How Many Have to Die for a Handbag? What a Crocodile Egg Hunter’s Death Reveals About the Wild-Animal Skins Industry
A man is dead. Farms are butchering crocodiles. And for what? To feed Hermès’ bloodthirsty demand for handbags made from animals’ skin. Between bombshell investigations into crocodile factory farms and a new high-profile trial focusing on the death of crocodile egg hunter Chris “Willow” Wilson, one thing is clear: The animal skins trade is deadly for everyone involved.

An Industry Built on Death
Wilson was killed in a helicopter incident while stealing crocodile eggs in the Northern Territory of Australia—a mission fueled by companies like Hermès, which use the animals’ skin for bags, belts, and watchbands. His death—and the trial now unfolding three years later—lays bare a chilling truth: The wild-animal skins industry doesn’t value anyone’s life. It’s built on exploitation, suffering, and slaughter.
Greed and Cruelty All the Way to the Top: How Hermès Profits off Misery
Australia is home to one of the largest crocodile farming industries in the world—and Hermès is a major player. The company owns and operates PRI Farming, one of the biggest crocodile-skin suppliers in the country. These facilities confine as many as 200,000 crocodiles—more than exist in nature—often in filthy, cramped pits or dark sheds with urine- and feces-polluted water.
In 2021, video footage by Kindness Project revealed animals suffering in cramped cages or tiny concrete pits at Australian crocodile farms that supply skins to Hermès. The footage showed workers electrocuting, stabbing, shooting, and even mutilating crocodiles with screwdrivers—sometimes while their bodies convulsed.
PETA entities have exposed cruelty on reptile skin farms all over the world, and the story is always the same: filth, extreme confinement, and a violent death. At one of the world’s largest exporters of Nile crocodile skins in Zimbabwe, PETA’s investigators saw tens of thousands of crocodiles trapped in concrete pits from birth to slaughter.

Many belly skins are sent to an Hermès-owned tannery where they’re covered with chemicals to stop their skin from rotting to make “luxury” items such as some “Birkin” and “Kelly” handbags, which can cost $50,000 or more. It takes three or four crocodiles to make just one handbag.

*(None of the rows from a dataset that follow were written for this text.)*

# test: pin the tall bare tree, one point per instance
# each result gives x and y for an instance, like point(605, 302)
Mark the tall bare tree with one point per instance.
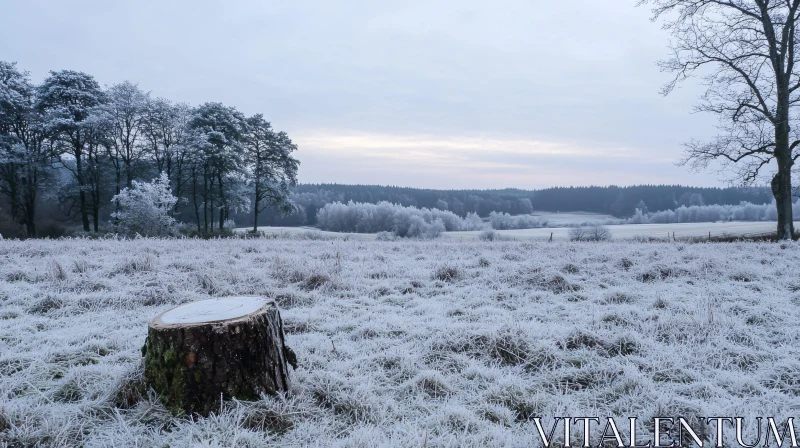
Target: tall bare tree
point(67, 98)
point(745, 53)
point(126, 112)
point(271, 168)
point(25, 155)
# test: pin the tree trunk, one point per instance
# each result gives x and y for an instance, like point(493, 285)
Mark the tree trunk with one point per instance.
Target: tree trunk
point(231, 347)
point(782, 190)
point(82, 195)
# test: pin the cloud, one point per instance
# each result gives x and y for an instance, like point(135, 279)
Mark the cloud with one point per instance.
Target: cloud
point(475, 162)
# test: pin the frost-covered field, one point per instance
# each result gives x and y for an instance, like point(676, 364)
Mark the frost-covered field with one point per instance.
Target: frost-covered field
point(403, 343)
point(621, 231)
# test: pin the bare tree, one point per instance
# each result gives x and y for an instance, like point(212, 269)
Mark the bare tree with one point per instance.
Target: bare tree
point(745, 52)
point(272, 169)
point(125, 111)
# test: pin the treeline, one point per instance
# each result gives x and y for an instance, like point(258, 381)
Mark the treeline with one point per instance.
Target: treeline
point(413, 222)
point(68, 146)
point(744, 211)
point(423, 222)
point(621, 202)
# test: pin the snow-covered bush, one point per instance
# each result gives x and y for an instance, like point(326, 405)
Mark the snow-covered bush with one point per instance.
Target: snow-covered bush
point(386, 217)
point(145, 209)
point(474, 222)
point(744, 211)
point(590, 233)
point(504, 221)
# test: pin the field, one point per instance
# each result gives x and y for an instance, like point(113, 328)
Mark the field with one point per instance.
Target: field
point(626, 231)
point(404, 343)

Hermès Is Planning an Even Deadlier Operation: Australia’s Largest Crocodile Farm
There’s nothing stylish about cramming sensitive animals into pits, hacking them apart, and leaving them to die a slow, painful death. In nature, crocodiles dig tunnels, play, protect their young, and hunt using tools. Crocodiles are feeling individuals who experience pain and fear—they do not want to be slaughtered to become accessories.
Driven by greed, fashion companies like Hermès continue to expand crocodile factory-farming operations in Australia. Its latest proposed development would imprison up to 50,000 saltwater crocodiles.
This regressive move comes as the fashion world turns away from wild-animal skins—thanks in no small part to PETA’s hard-hitting investigations and unrelenting pressure. Burberry, Calvin Klein, Chanel, HUGO BOSS, Tommy Hilfiger, and Victoria Beckham have all banned crocodile and other wild-animal skins from their collections.
Hermès should invest in humane, sustainable, and future-proof projects, not build new animal factory prisons.